- Tenure: c. 2520 BC
- Burial: Giza, Giza Governorate, Egypt
- Spouse: Khamerernebti

= Iunmin I =

Ancient Egyptian prince and vizier

Iunmin (also written as Yunmin, Iuenmin, Minuen; ) was a vizier from the Fourth Dynasty of Egypt. He was possibly a son of king Khafre. He served as vizier towards the end of the dynasty, possibly during the reign of his brother Menkaure.

==Tomb==
The tomb of Iunmin is known as G 8080 (= LG 92), located in the Central Field which is part of the Giza Necropolis. The name of his wife Khamerernebti is recorded in the tomb. The lintel at the entrance of the tomb contains offering texts and the name and titles of Iunmin.

The tomb was excavated from the rock of the western cliff, while the chapel and facade were made of limestone.
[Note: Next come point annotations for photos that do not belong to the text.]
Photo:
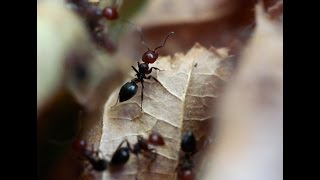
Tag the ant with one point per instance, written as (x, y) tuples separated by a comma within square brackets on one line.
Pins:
[(129, 89), (189, 147), (99, 163), (144, 145)]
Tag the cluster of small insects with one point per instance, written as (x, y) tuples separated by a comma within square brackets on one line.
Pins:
[(122, 154), (92, 15), (189, 148), (129, 89)]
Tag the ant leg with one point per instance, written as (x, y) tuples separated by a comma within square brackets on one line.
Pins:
[(135, 69), (150, 70), (138, 164), (153, 78), (116, 102), (141, 94)]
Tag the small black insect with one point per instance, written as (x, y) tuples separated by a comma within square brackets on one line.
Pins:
[(97, 162), (189, 147), (189, 143), (129, 89), (144, 145)]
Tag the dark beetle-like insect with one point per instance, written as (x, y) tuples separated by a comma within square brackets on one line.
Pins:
[(143, 145), (189, 147), (189, 143)]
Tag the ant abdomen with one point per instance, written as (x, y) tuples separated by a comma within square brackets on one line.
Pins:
[(127, 91)]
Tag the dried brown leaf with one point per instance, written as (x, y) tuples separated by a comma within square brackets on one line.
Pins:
[(249, 135), (190, 84)]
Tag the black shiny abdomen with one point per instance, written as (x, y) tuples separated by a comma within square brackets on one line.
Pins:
[(100, 165), (188, 143), (127, 91), (120, 157)]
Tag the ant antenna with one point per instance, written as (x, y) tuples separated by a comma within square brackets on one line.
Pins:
[(142, 41), (57, 142), (140, 31), (164, 41)]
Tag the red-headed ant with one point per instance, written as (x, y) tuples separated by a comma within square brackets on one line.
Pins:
[(189, 147), (129, 89)]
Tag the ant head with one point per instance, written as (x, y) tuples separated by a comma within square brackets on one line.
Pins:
[(79, 145), (110, 13), (121, 156), (150, 56), (156, 139)]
The entrance hall opens up on the right into a small antechamber which contains two uninscribed false doors. In front of the false doors are two burial shafts (1547 and 1632).

From the entrance hall, one can move further into the tomb and to the entrance to the outer chapel. To the left of the outer chapel is a passage which leads to a serdab which may have contained wooden statues in the past as traces of decayed wood was found. In the floor another shaft (1551) was dug.

From the outer chapel a door leads to the inner chapel. The inner chapel contains two pillars. To the left is a chamber with another burial shaft (1550), while to the right there is a room with an offering table. Behind the pillars is another small chamber with two more burial shafts (1549 and 1687).

===Decoration===
The pillared hall contains a scene showing Iunmin and his wife Khamerenebty before a table of offerings. Iunmin is called the hereditary prince, chief justice and vizier, greatest of the five in the temple of Thoth, and the King's Son Iunmin.

===Burial shafts===
- 1547 – The shaft opens up to a burial chamber containing a sarcophagus of white limestone. The sarcophagus was empty.
- 1632 – The shaft opens up to a burial chamber. A box was hewn out of the floor and covered with a limestone slab meant to serve as a sarcophagus lid. The chamber was empty.
- 1550 – The shaft opens up to a burial chamber with the box of a sarcophagus dug out of the floor. The earth in the shaft contained decomposed bones.
- 1551 – Shaft opens up to a simple rock hewn chamber. Nothing was found.
- 1549 – Shaft opens up into a burial chamber, but nothing was found.
- 1687 – Shaft opens up to a simple rock hewn chamber. Disturbed human bones were found in this chamber.